Figure 5.

Influence of interruptions on CTG repeat contractions in SVG-A cells. (A) Corrected contraction frequencies (Table 1, entries 9L and 9M) are plotted for starting tracts of (CTG)₆(ATG)₂(CTG)₂₅ (filled bar) and for (CTG)₃₃ (unfilled bar). Error bars indicate ±1 SEM. (B) Mutation spectra for (CTG)₆(ATG)₂(CTG)₂₅ (filled bars) versus (CTG)₃₃ (unfilled bars). The number of observed events is plotted on the ordinate versus the size of the contraction (as determined by PCR) on the abscissa. (C) Representative gel showing results of the SfaNI-resistance assay. PCR products were analyzed on 6% denaturing polyacrylamide gels prior to (odd number lanes) or following (even number lanes) treatment with SfaNI, as described in Materials and Methods. Lanes 1–4 show results with PCR products from control 33-repeat plasmids that are interrupted (lanes 1 and 2) or perfect (lanes 3 and 4). The asterisk indicates the starting position of the 33-repeat uncut and SfaNI-resistant perfect repeat tracts.
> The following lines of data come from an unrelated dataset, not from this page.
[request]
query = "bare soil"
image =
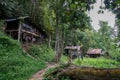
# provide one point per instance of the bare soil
(39, 74)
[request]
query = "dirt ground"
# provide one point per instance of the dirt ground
(39, 74)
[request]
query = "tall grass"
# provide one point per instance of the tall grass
(15, 64)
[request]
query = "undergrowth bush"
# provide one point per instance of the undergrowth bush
(14, 63)
(97, 62)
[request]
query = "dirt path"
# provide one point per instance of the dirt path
(39, 74)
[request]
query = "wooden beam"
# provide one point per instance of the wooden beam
(19, 30)
(10, 30)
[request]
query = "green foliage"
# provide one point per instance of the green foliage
(17, 65)
(97, 62)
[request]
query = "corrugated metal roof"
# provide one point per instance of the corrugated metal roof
(94, 51)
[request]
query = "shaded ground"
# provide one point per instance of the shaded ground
(39, 74)
(84, 73)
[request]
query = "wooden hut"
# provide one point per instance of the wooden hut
(23, 30)
(72, 51)
(94, 53)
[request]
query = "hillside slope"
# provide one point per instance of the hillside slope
(14, 63)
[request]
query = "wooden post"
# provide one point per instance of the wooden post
(19, 30)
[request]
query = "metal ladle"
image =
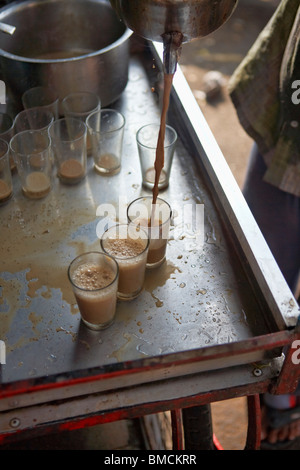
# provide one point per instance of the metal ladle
(173, 22)
(7, 28)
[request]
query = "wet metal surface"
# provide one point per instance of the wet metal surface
(200, 296)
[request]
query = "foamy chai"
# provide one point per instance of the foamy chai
(5, 191)
(71, 170)
(131, 256)
(96, 304)
(37, 185)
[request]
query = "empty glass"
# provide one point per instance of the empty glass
(68, 141)
(32, 153)
(106, 132)
(6, 188)
(41, 96)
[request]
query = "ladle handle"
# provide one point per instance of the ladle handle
(7, 28)
(172, 47)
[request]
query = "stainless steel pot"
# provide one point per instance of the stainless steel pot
(69, 45)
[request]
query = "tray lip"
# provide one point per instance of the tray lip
(281, 301)
(245, 347)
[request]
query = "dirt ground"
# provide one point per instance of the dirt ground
(222, 51)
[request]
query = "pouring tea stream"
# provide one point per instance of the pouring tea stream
(172, 22)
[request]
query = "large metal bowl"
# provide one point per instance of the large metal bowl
(192, 18)
(69, 45)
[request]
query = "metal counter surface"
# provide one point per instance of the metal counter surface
(200, 297)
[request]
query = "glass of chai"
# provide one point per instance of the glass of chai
(6, 188)
(41, 96)
(128, 244)
(156, 219)
(68, 141)
(147, 138)
(31, 151)
(94, 280)
(106, 132)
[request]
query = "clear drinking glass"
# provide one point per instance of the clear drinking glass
(38, 119)
(7, 131)
(31, 151)
(41, 96)
(80, 105)
(68, 141)
(106, 132)
(6, 187)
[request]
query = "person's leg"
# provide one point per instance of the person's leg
(278, 215)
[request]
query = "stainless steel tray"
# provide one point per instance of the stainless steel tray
(199, 312)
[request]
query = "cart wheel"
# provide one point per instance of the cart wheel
(197, 428)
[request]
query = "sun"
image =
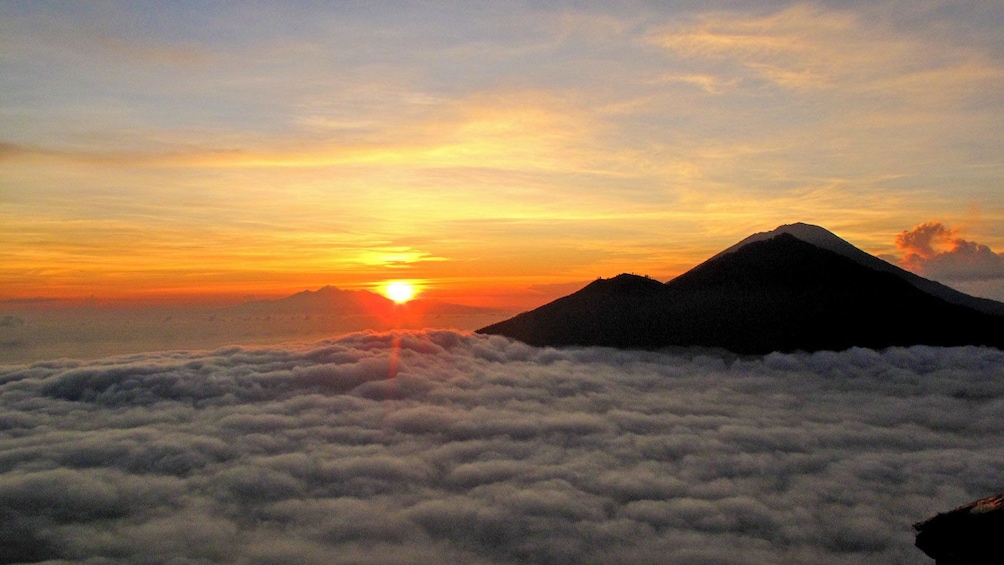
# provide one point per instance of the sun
(399, 291)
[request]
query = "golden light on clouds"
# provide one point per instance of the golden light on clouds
(542, 146)
(400, 291)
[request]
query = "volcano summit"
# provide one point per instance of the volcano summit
(798, 287)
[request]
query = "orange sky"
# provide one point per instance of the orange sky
(495, 155)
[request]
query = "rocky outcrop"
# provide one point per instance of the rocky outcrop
(968, 535)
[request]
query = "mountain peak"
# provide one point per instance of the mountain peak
(774, 291)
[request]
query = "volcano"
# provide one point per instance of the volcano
(798, 287)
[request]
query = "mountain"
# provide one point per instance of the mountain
(772, 292)
(825, 239)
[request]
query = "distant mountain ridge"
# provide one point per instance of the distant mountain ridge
(771, 292)
(335, 301)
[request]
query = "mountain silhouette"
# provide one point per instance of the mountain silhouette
(771, 292)
(825, 239)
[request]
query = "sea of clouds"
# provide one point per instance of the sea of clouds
(439, 447)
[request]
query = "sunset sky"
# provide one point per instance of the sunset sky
(491, 152)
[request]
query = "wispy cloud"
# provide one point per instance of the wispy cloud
(936, 251)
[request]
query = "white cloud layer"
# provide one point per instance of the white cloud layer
(438, 447)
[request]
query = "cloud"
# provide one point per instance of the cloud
(808, 48)
(487, 451)
(935, 251)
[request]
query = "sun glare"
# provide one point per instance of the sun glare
(400, 292)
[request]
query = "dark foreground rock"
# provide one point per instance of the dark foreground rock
(969, 535)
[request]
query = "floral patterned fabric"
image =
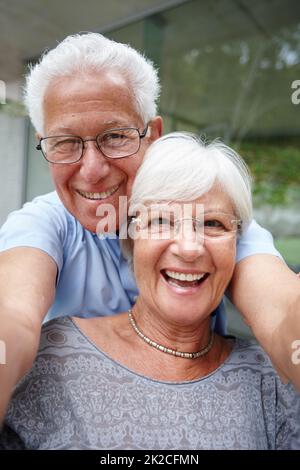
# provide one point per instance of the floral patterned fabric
(76, 397)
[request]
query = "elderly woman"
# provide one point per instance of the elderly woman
(157, 376)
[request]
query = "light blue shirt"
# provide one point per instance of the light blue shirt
(93, 277)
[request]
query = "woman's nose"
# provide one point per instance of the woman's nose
(94, 165)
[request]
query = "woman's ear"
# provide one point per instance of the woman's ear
(156, 126)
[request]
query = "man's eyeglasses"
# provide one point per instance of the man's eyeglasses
(114, 143)
(211, 226)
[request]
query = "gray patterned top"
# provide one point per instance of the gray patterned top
(76, 397)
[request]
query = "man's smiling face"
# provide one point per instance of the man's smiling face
(86, 106)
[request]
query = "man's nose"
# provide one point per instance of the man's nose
(94, 165)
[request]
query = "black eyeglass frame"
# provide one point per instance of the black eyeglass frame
(141, 136)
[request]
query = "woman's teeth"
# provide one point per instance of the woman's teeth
(184, 276)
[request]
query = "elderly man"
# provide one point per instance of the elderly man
(92, 102)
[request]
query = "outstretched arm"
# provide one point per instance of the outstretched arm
(27, 289)
(267, 293)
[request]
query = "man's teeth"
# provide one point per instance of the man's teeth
(184, 277)
(102, 195)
Lanes 5–10 show results with PCR products from contractions of the (CTG)₆(ATG)₂(CTG)₂₅ allele in SVG-A cells. The letters a–c indicate the position of the uncut samples in lanes 5, 7 and 9, respectively. The letters below the gel image indicate the assignment of SfaNI sensitivity (S) or resistance (R). To become resistant, both ATG interruptions must be lost.